Current published studies fail to support an association of the IL‐1RN VNTR polymorphism and IL‐10 SNPs rs1800896, rs3021097, and rs1800872 with psoriasis risk.

Keywords: interleukin‐1 receptor antagonist, interleukin‐10, polymorphism, psoriasis

1. INTRODUCTION

Psoriasis is a common inflammatory disease of the skin affecting 2% of the population (Boehncke & Schon, 2015). Plaque psoriasis, the most common variant of psoriasis, is characterized by inflamed, red skin covered by a silvery white scale (Boehncke & Schon, 2015). Psoriasis is an independent risk factor for mortality and contributes to numerous comorbid conditions, including rheumatological arthritis, depression, cardiovascular disease, and diabetes (Kim, Jerome, & Yeung, 2017). At present, there is no cure for psoriasis and there are no specific markers that can accurately predict the development of psoriasis. Although psoriasis pathogenesis remains poorly understood, it is accepted by most dermatologists that psoriasis arises via the interactions of genetic, immunological, and environmental factors (Mahil, Capon, & Barker, 2016). Currently, more than 40 independent loci are associated with the susceptibility to psoriasis.

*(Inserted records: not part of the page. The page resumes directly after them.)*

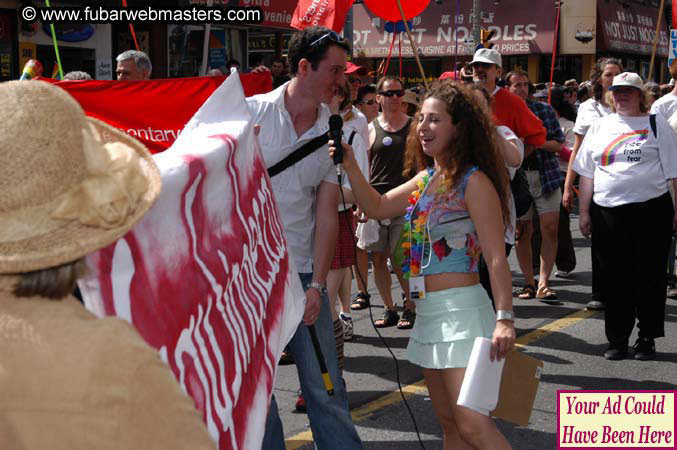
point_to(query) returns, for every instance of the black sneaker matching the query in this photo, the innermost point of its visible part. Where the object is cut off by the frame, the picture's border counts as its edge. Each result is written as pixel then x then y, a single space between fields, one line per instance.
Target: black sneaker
pixel 594 305
pixel 388 319
pixel 645 349
pixel 616 351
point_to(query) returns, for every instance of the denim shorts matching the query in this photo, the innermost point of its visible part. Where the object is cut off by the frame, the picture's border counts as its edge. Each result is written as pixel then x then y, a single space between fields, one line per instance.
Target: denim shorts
pixel 447 323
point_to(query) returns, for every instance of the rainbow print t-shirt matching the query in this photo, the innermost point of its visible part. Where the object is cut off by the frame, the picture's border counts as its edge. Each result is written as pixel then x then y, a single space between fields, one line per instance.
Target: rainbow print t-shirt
pixel 628 163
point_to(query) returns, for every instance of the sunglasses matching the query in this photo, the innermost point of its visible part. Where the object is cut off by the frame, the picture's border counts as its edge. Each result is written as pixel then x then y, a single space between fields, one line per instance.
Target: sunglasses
pixel 333 35
pixel 398 93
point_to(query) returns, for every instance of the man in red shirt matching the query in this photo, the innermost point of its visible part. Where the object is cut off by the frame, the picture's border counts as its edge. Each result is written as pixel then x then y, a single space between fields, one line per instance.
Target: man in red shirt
pixel 508 109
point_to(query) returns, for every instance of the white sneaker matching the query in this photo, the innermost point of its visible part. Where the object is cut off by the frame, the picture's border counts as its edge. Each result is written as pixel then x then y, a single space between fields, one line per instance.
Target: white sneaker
pixel 347 322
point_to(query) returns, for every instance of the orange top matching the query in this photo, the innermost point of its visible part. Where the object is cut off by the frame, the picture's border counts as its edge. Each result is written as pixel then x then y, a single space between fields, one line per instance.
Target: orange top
pixel 511 111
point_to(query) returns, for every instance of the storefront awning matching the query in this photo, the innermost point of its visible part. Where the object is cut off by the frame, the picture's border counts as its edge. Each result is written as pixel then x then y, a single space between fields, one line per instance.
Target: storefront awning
pixel 519 31
pixel 630 28
pixel 276 13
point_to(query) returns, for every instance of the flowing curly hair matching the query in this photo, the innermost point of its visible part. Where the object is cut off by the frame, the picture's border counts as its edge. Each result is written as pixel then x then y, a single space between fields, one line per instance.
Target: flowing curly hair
pixel 475 142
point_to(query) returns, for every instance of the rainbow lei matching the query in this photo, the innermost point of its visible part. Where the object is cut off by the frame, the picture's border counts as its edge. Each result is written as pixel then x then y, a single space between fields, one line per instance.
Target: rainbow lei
pixel 413 240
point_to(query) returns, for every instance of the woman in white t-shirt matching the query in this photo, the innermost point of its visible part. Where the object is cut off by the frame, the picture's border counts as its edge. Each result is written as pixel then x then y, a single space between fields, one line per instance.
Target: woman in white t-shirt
pixel 624 163
pixel 589 112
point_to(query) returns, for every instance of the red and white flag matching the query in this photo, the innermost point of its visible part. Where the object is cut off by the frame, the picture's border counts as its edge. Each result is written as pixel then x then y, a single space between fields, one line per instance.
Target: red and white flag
pixel 153 111
pixel 206 277
pixel 325 13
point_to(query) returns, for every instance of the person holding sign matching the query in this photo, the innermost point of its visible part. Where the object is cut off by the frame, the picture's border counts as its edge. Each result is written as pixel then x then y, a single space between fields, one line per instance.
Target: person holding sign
pixel 624 162
pixel 455 210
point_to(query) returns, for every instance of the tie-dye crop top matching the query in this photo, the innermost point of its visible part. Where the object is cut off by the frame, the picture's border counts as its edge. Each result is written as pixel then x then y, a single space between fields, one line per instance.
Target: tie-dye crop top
pixel 450 241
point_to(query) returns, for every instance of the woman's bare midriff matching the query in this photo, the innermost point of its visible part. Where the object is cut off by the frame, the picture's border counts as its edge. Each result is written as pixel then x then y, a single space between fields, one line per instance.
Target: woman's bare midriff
pixel 442 281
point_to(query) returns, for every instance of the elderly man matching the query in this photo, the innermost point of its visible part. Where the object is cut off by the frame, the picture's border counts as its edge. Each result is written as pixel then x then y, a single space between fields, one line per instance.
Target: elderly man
pixel 133 65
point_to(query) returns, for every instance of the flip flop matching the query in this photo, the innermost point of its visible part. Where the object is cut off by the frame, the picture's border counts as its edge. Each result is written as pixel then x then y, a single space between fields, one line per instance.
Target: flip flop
pixel 528 292
pixel 546 294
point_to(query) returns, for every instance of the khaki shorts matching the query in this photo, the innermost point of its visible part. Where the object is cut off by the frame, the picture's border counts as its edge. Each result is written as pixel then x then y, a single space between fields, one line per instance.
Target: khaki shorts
pixel 388 236
pixel 543 203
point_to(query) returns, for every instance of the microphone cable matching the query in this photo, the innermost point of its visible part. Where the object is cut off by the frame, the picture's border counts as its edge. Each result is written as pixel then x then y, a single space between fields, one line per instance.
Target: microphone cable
pixel 371 317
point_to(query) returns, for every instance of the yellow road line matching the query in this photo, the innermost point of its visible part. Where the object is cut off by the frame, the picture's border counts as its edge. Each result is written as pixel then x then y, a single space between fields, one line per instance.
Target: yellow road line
pixel 306 437
pixel 556 325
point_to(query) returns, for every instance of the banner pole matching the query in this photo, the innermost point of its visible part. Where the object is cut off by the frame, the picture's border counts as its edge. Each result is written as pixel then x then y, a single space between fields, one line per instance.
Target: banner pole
pixel 655 38
pixel 414 47
pixel 205 45
pixel 205 50
pixel 131 29
pixel 56 46
pixel 554 50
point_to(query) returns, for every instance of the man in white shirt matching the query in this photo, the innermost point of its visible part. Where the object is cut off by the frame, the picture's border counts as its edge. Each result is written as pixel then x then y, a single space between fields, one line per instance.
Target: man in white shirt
pixel 666 106
pixel 307 196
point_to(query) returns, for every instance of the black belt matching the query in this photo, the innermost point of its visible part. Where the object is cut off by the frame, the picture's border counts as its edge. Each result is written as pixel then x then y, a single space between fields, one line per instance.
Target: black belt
pixel 530 164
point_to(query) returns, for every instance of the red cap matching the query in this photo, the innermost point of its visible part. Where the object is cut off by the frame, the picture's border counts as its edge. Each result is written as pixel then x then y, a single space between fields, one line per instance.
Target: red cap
pixel 352 68
pixel 451 75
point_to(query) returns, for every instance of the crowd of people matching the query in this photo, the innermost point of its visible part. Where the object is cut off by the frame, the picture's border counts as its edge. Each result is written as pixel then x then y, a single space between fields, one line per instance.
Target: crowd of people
pixel 438 186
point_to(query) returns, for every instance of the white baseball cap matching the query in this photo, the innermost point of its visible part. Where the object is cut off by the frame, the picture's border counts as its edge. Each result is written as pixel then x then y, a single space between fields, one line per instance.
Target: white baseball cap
pixel 627 79
pixel 488 56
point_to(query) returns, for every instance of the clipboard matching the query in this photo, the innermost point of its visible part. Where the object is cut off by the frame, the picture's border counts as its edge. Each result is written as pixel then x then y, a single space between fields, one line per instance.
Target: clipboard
pixel 519 385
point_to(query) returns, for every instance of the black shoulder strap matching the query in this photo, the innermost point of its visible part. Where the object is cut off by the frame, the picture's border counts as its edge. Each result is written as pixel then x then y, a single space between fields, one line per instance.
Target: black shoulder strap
pixel 298 154
pixel 652 121
pixel 352 136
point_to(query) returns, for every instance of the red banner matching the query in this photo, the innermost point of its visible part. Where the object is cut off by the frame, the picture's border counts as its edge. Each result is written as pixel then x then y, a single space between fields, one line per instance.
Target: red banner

Interleukin‐1 receptor antagonist (IL‐1Ra) is a member of the IL‐1 family and an important anti‐inflammatory cytokine. IL‐1Ra competitively blocks the effects of IL‐1αand IL‐1β by binding to the IL‐1 receptor. An inbalance between IL‐1 and IL‐1Ra is associated with increased production of pro‐inflammatory cytokines and the development of inflammatory disorders (Mistry, Savic, & Hilst, 2017). IL‐1Ra‐deficient mice spontaneously developed a dermatitis that histologically resembled human psoriasis (Nakajima et al., 2010; Shepherd, Little, & Nicklin, 2004). In a human coculture model with keratinocytes and autologous T cells, application of a recombinant human form of IL‐1Ra significantly reduced pro‐inflammatory cytokine production (Renne, Schafer, Werfel, & Wittmann, 2010). In addition, the levels of pro‐inflammatory cytokines were significantly up‐regulated in lesional psoriatic epidermis due to decreased formation and secretion of IL‐1Ra (Debets et al., 1997; Kristensen et al., 1992). In intron 2 of the IL‐1Ra gene (IL‐1RN), there is an 86‐basepair variable number tandem repeat (VNTR) polymorphism. The IL‐1RN allele 2 is thought to result in higher IL‐1Ra release (Bid, Manchanda, & Mittal, 2006). Since IL‐1Ra is involved in the inflammatory responses within psoriatic plaques, dermatologists have carried out genetic studies to assess the relationship of the IL‐1RN VNTR polymorphism with psoriasis risk. A quantitative summary of their findings is needed.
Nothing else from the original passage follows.